Zur Begründung führte der zuständige 1. Senat aus, das Interesse der Antragstellerin überwiege das an sich von Gesetzes wegen vermutete Interesse am Sofortvollzug der Festbetragsfestsetzung. Denn es sei jedenfalls derzeit von deren Rechtswidrigkeit auszugehen. Der Beschluss des beigeladenen Gemeinsamen Bundesausschuss leide nämlich an Beurteilungsfehlern und scheide deshalb als rechtmäßige Grundlage der Festbetragsfestsetzung aus, auch wenn der Gemeinsame Bundesausschuss nach Korrektur der festgestellten Mängel im Rahmen seines Beurteilungsspielraumes möglicherweise zum selben Ergebnis (Bildung einer Festbetragsgruppe aus Escitalopram und Citalopram unter Festsetzung der gleichen Wirkstärkenvergleichsgröße) gelangen könne. Da dadurch der Wettbewerb zwischen den Arzneimittelherstellern verfälscht werde, verletze die Festbetragsfestsetzung die Antragstellerin in ihrem Teilhaberecht aus Art. 3 Abs. 1 GG (Gleichbehandlungsgebot) in Verbindung mit Art. 12 GG (Berufsfreiheit).
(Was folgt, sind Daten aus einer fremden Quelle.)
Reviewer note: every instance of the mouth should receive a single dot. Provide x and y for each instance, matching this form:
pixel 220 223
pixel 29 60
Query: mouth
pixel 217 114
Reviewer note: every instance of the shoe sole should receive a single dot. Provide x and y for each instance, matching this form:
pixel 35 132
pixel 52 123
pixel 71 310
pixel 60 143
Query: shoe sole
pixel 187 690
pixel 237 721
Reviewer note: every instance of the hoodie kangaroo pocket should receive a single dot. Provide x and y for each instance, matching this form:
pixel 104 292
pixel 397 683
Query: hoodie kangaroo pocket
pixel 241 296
Konkret zeigten sich Beurteilungsfehler des Beigeladenen im Zusammenhang mit seiner Bewertung, dem Wirkstoff Escitalopram eine therapeutische Verbesserung der Behandlung der Depression im Sinne des § 35 Abs. 1 S. 3 Hs. 2 SGB V abzusprechen. Die Begründung sei zumindest nicht nachvollziehbar, wie dies das SGB V in § 35 Abs. 1b S. 5 SGB V fordere. Auch sei die Annahme des Beigeladenen, der Wirkstoff Escitalopram dürfe zusammen mit dem Wirkstoff Citalopram in einer Festbetragsgruppe zusammengefasst werden, weil Therapiemöglichkeiten dadurch nicht eingeschränkt würden (§ 35 Abs. 1 S. 3 Hs. 1 SGB V), aufgrund einer fehlerhafter Beurteilungsgrundlage ergangen.
Eine Beschwerde gegen diesen Eilbeschluss ist nicht möglich. Wann über die Klage selbst entschieden werden kann, steht noch nicht fest.
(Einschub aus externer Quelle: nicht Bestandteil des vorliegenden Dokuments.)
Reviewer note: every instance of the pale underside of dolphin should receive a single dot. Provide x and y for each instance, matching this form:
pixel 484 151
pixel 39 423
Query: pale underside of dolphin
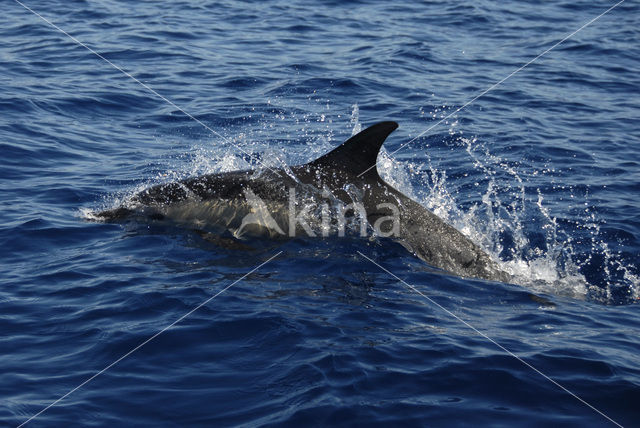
pixel 344 182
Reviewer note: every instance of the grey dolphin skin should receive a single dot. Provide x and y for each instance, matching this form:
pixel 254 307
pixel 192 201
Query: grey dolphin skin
pixel 250 200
Aktenzeichen L 1 KR 184/11 ER
Der Volltext der Entscheidung ist abrufbar als Anlage zu dieser Pressemitteilung auf der Internetseite des Landessozialgerichts Berlin-Brandenburg http://www.lsg.berlin.brandenburg.de/pressemitteilungen
Info:
Das Landessozialgericht Berlin-Brandenburg ist für das vorläufige Rechtsschutzverfahren ebenso wie für die Klage erstinstanzlich zuständig aufgrund einer Spezialvorschrift im Sozialgerichtsgesetz (SGG), § 29 Abs. 4 SGG.
Besonderer Hinweis:
Mittwoch den 21. Dezember 2011 um 10 Uhr wird der 7. Senat des Landessozialgerichts Berlin-Brandenburg mündlich verhandeln über die Klage von 43 deutschen Kliniken gegen den Gemeinsamen Bundesausschuss wegen der Festsetzung von Mindestmengen für die stationäre Behandlung von Frühgeborenen mit einem Geburtsgewicht von unter 1.250 Gramm (siehe hierzu schon im Eilverfahren Pressemitteilung vom 26. Januar 2011).